A Ugandan refugee managed to delay his deportation, yesterday – by refusing to board the plane.
Jamal Ali Said – who is HIV positive, claims he's gay and has resided in the UK for fifteen years – was due to be sent back to his homeland at 7pm yesterday on Kenya Airlines Flight KQ101 to Nairobi, for onward transfer to Entebbe.
But he refused to comply with security officials last night and remains in the UK.
He says he is at serious risk of persecution - potentially murder - and is need of urgent solidarity. His plight has surfaced less than two weeks after Ugandan gay rights activist David Kato was brutally murdered, following a media campaign urging Ugandans to kill gay people.

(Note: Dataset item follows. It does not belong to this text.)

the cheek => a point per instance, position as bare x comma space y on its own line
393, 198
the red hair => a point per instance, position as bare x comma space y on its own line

Speaking from Campsfield detention
centre in Oxfordshire, Said told The Guardian that he was "very frightened" based on "how
they treat you in Uganda if you have HIV, if you are a gay man."
His case echoes that of Brenda Namigadde, who was recently given a reprieve while waiting on a plane which was to deport her.
According to Said's legal representative, his application for protection was refused before last year's landmark Supreme Court ruling, which said that queer asylum seekers should be granted refugee status if going home would result in them being forced to conceal their sexuality.
Following that judgement, Said's solicitor submitted fresh representations to the Home Secretary in November, asking her to review the decision and consider it line with the Supreme Court ruling, but this was declined.
Homosexuality is punishable by up to 14 years in prison in Uganda, but a
bill pending in parliament would impose the death penalty on people
with HIV who have sex.
He is now being held in Brook House Immigration Centre, near Heathrow, while awaiting new deportation details from the UK Border Agency.